42 minutes agoresource_waste

> The real question for me is: are they less reliable than human judges?

It's not just about ratios though: We must also ask whether the "shape" of their un/reliability is knowable or desirable.

For example, robot may make incredibly fewer mistakes at a chess game than a human.. but with a human we are ridiculously confident they won't misidentify the opponent's finger as a game piece and rip it off.

Contrasting that with human mistakes, we have tools and knowledge and techniques which are so pervasive we can literally forget they exist until someone points them out.

Would we accept a "judge" that is fairer on average, yet sometimes decides to give shoplifters the death penalty and we have no way of understanding why it happens or how to stop it?

25 minutes agoTerr_

I do think you've hit the heart of the question, but I don't think we can answer the second question.

We can measure how unreliable they are, or how susceptible they are to specific changes, just because we can reset them to the same state and run the experiment again. At least for now [1] we do not have that capability with humans, so there's no way to run a matching experiment on humans.

The best we can do it is probably to run the limited experiments we can do on humans -- comparing different judge's cross-referenced reliability to get an overall measure and some weak indicator of the reliability of a specific judge based on intra-judge agreement. But when running this on LLMs they would have to keep the previous cases in their context window to get a fair comparison.

[1] https://qntm.org/mmacevedo

42 minutes agoandrewla

> The real question for me is: are they less reliable than human judges?

I've spent some time poking at this.
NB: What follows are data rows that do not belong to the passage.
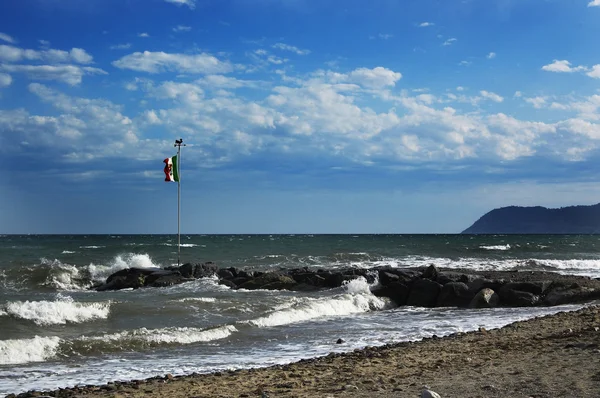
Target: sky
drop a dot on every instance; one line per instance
(299, 116)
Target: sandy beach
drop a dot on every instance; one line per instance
(552, 356)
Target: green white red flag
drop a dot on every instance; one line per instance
(171, 171)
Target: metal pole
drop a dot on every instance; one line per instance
(178, 144)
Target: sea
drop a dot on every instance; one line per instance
(55, 332)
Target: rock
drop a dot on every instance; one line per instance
(228, 283)
(423, 293)
(485, 298)
(536, 288)
(269, 280)
(395, 291)
(426, 393)
(431, 272)
(517, 298)
(454, 294)
(570, 295)
(205, 270)
(169, 280)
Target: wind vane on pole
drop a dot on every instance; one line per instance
(178, 143)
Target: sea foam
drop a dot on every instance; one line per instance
(100, 272)
(174, 335)
(309, 309)
(58, 312)
(37, 349)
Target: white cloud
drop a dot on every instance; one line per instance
(562, 66)
(5, 80)
(537, 102)
(595, 72)
(7, 38)
(157, 62)
(449, 42)
(182, 28)
(491, 96)
(190, 3)
(15, 54)
(287, 47)
(124, 46)
(69, 74)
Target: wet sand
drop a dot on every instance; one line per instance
(552, 356)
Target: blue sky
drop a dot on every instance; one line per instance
(301, 116)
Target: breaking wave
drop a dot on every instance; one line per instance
(20, 351)
(62, 311)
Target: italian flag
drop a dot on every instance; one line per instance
(171, 172)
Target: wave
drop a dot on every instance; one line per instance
(59, 312)
(495, 247)
(20, 351)
(144, 338)
(358, 300)
(99, 272)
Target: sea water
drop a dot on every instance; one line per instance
(55, 332)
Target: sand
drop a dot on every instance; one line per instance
(552, 356)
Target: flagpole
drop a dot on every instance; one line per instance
(178, 144)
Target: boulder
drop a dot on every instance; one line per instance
(269, 280)
(572, 294)
(423, 293)
(205, 270)
(454, 294)
(431, 272)
(395, 291)
(485, 298)
(517, 298)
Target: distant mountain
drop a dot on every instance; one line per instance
(539, 220)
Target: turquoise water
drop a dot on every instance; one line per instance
(54, 332)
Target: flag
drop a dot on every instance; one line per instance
(171, 172)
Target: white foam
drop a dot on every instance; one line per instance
(57, 312)
(63, 276)
(496, 247)
(200, 299)
(37, 349)
(100, 272)
(180, 335)
(309, 309)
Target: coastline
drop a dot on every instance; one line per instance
(551, 356)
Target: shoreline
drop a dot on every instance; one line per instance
(551, 356)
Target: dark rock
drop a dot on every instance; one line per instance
(537, 288)
(269, 280)
(169, 280)
(423, 293)
(205, 270)
(571, 295)
(454, 294)
(187, 270)
(225, 274)
(396, 291)
(431, 272)
(385, 278)
(485, 298)
(228, 283)
(517, 298)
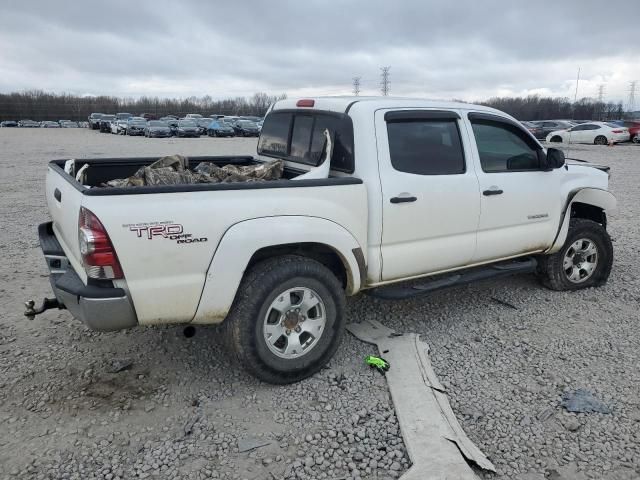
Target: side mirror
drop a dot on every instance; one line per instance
(555, 158)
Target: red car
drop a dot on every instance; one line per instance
(634, 129)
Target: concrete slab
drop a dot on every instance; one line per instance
(435, 441)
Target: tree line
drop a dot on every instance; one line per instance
(535, 107)
(38, 105)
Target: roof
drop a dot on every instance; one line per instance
(342, 103)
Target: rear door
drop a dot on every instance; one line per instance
(430, 196)
(520, 202)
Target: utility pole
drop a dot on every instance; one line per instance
(384, 81)
(356, 86)
(632, 95)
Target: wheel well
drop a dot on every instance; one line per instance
(590, 212)
(320, 252)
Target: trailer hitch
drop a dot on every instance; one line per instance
(47, 304)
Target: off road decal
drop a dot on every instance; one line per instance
(167, 229)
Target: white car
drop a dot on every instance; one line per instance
(375, 191)
(598, 133)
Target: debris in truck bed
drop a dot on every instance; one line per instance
(174, 170)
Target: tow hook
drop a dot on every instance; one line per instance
(47, 304)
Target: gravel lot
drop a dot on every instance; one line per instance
(182, 410)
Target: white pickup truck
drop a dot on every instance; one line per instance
(443, 192)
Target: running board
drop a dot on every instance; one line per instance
(402, 291)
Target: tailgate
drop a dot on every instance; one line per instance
(63, 201)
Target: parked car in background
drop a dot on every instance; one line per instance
(187, 128)
(119, 126)
(549, 126)
(105, 123)
(157, 129)
(634, 129)
(135, 126)
(28, 124)
(534, 128)
(598, 133)
(245, 128)
(220, 129)
(94, 120)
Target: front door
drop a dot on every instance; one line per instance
(520, 202)
(430, 196)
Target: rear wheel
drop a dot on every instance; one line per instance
(287, 319)
(584, 260)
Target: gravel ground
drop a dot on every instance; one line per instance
(150, 403)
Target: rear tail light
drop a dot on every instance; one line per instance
(98, 255)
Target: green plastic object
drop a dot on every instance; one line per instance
(377, 362)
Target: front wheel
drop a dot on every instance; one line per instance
(584, 261)
(287, 319)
I can't go into details, but the short answer is, "Sometimes yes, sometimes no, and it depends A LOT on how you define 'reliable'."

My sense is that, the more boring, mechanical and closed-ended the task is, the more likely an LLM is to be more reliable than a human. Because an LLM is an unthinking machine. It doesn't get tired, or hangry, or stressed out about its kid's problems at school. But it's also a doofus with absolutely no common sense whatsoever.

36 minutes agobunderbunder

> Because an LLM is an unthinking machine.

Unthinking can be pretty powerful these days.

12 minutes agovisarga

There are technical quirks that make LLM judges particularly high variance, sensitive to artifacts in the prompt, and positively/negatively-skewed, as opposed to the subjectivity of human judges. These largely arise from their training distribution and post-training, and can be contained with careful calibration.

an hour agonimitkalra

Can we stop with the "AI being unreliable like people" because it is demonstrably false at best and cult like thought termination at the worst.